October 7th, 1995 I went to look at a K75S in Bethesda, Maryland. The seller seemed nice enough, if not totally disinterested in BMW motorcycles. He bought the K75 for a long summer trip he ended up not taking, and simply left it under a tarp for 4 months. He had finally bought a Honda VFR750 and needed to sell the K quickly to make up for a cash problem from the down payment. It was a beautiful bike and had everything for which I had looking for so long. He wanted too much though, so I left to look at a K100RS (that was in serious need of a great deal of TLC.) The following weekend was one of those blustery cold and rainy Washington fall weekends that drive people to the shopping malls and I had settled down for a nice relaxed reading of the Saturday paper when I saw the K again advertised, this time for about $300 less then the previous weekend. Well, figuring it was a no lose situation I called Chris, the seller, and offered him about 70% of what he asked and right then and there he accepted and asked me to come up right away to complete the deal.

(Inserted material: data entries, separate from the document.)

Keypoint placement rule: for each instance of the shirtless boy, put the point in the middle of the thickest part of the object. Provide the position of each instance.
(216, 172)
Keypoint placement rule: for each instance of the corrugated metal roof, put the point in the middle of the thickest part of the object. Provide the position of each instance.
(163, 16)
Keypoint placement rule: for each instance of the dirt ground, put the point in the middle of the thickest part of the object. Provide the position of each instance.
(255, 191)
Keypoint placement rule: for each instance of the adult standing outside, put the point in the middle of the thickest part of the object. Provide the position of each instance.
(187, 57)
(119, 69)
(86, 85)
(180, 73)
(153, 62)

I made it to Bethesda in record time, money and legal papers changed hands, and as I pulled out of the driveway the proud owner of a 1988 BMW K75S with 23K on the clock, it suddenly hit me that my search was over but that the journey had just begun.

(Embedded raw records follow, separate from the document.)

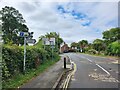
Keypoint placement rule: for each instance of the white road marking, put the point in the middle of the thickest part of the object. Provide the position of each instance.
(103, 69)
(89, 60)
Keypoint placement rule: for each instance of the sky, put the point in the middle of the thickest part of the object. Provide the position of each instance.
(74, 20)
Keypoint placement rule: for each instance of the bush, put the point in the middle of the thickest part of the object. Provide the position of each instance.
(92, 51)
(13, 57)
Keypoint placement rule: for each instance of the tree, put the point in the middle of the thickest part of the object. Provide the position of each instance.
(111, 35)
(82, 44)
(12, 23)
(98, 45)
(114, 48)
(58, 39)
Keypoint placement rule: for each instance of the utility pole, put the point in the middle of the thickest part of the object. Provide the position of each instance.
(26, 35)
(24, 53)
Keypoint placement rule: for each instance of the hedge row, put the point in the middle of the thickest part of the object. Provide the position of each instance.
(12, 57)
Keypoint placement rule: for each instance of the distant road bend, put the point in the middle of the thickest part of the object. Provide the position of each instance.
(93, 72)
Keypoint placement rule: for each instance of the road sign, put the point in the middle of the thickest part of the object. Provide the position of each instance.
(23, 34)
(48, 41)
(31, 41)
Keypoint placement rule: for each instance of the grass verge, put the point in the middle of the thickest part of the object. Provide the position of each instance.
(20, 79)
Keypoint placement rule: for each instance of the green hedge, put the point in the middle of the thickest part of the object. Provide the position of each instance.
(12, 57)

I proudly announced to the BMW Internet list that I had finally bought a bike, and was greeted with loud "hurrahs," many I fear more in relief at knowing I would no longer invade the list every Friday with a blizzard of questions about certain models and specific years. It was then that Bill Shaw wrote me that he, Don Graling and Brian Horais would be riding that weekend and he asked me if I wanted to tag along. This for me was a big event for it was my fist ride with other BMW riders. It may not seem like much, but with the exception of the Higdon send-off (for which I was late and didn't really get to meet anyone) it was my first real time to meet the people I had grown to know over the past few months on the Internet.

We met that Saturday morning and rode through the beautiful Virginia countryside, over the Mt. Weather road, and stopped at Sky Meadows park for a photograph. Little did I know this ride with people I had never met before, in the space of a year, would be repeated but the strangers would be good friends.